It was midnight. They walked barefoot on the hot, summer asphalt in silence.
Silence can mean lots of things, like lack of words, anger, sadness. But not for them.
They had spent a lot of the summer like this. Together, going places, doing things. Each of them contemplative and silent, but still bonded together in a strange yet unexplainable fashion.
He liked to drive for miles and miles aimlessly through the countryside.
She would open the sunroof and recline the passenger seat, kicking her feet up on the dashboard and tracing the silvery specks in the sky with her mind that was, for once, in a serene state.
For them, silence was how they spoke. The gentle whisper of the un-uttered secrets hung between them as thickly as the humidity in mid-July.
There were no words needed to understand.
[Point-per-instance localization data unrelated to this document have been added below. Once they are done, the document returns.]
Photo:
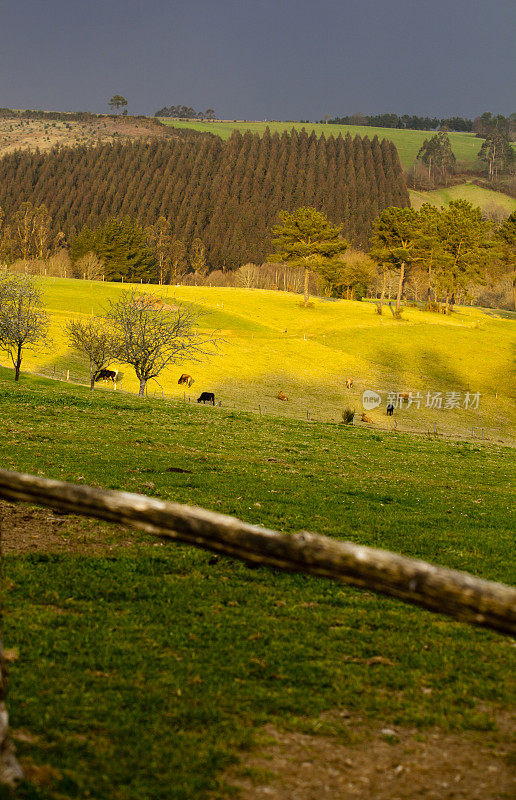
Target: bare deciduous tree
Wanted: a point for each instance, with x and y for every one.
(93, 339)
(23, 320)
(152, 339)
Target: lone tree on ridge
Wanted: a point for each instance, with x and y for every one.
(306, 238)
(153, 338)
(117, 101)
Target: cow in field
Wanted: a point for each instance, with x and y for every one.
(107, 375)
(206, 397)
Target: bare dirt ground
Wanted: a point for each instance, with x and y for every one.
(28, 134)
(24, 529)
(365, 760)
(380, 763)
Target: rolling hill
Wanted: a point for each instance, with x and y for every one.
(484, 198)
(270, 343)
(464, 145)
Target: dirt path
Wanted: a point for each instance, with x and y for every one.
(380, 763)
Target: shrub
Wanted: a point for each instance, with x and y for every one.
(348, 415)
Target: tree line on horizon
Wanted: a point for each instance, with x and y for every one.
(484, 124)
(220, 198)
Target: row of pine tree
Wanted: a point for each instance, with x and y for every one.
(227, 194)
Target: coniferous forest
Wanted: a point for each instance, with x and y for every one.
(227, 194)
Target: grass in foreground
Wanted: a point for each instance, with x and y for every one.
(145, 673)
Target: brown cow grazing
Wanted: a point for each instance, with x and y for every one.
(206, 397)
(107, 375)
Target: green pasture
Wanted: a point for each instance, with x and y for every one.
(269, 342)
(145, 669)
(408, 143)
(477, 195)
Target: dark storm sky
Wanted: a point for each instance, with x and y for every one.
(261, 59)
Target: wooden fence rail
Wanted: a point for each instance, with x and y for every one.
(457, 594)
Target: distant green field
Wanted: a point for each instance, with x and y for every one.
(484, 198)
(464, 145)
(270, 342)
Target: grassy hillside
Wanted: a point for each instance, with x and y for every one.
(144, 670)
(484, 198)
(270, 342)
(464, 145)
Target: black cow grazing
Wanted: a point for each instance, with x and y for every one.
(107, 375)
(207, 397)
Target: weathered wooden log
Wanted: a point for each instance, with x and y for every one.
(457, 594)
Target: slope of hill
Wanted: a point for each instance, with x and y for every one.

They had already said it all.
She kicked a stray pebble in his direction and he kicked it back, the soft tones of his deep, mellow laughter blending in with the rich, velvety darkness of the night.
"Let's race."
She looked at him with her face glowing in the dull, orange sheen of the lamplight.
He looked at her expectant expression laced with a restless curiosity that he loved so much, and smiled.
"Okay."
They ran, the wind streaking through her hair like invisible fingers unknotting a tangled mess.
Their heavy breaths were released in almost-perfect sync
Until, exhausted, they collapsed in the long grasses of the field
that were wet with the dew of a premature morning.
They lay catching their breath as the crickets and frogs serenaded them with a din of beautiful choruses.
She stood up and walked to the side of lake, watching the reflections of the tree branches above vibrate with the ripples of the water that shook the sleek surface, even though the air was still.
He tore off his shirt in one sleek movement and dove in the water, breaking the glassy surface
that had held her in a trance.
She did the same, stripping down to her underwear and transforming suddenly into a reckless mermaid, pulsing through the smooth, cool water, barely realizing that the moon above was a perfect, geometric circle.
They climbed out of the lake, dripping wet and returning reluctantly to their human forms.
In the guarded havens of the water, nothing seemed quite so difficult.
He drove her home in the wee hours of the dawn, right before the sky turned from a deep shade of blue to the reddish shades of the rising sun.
Her wet hand clasped his, as if they were each others' last solid anchors to the rapidly revolving world around them, to the complexities of their individual lives that neither had a firm grip on.
And when she let go, she wondered when she would see him again,
Or if she would at all.
But sometimes, it was the mystery of not knowing that kept her going.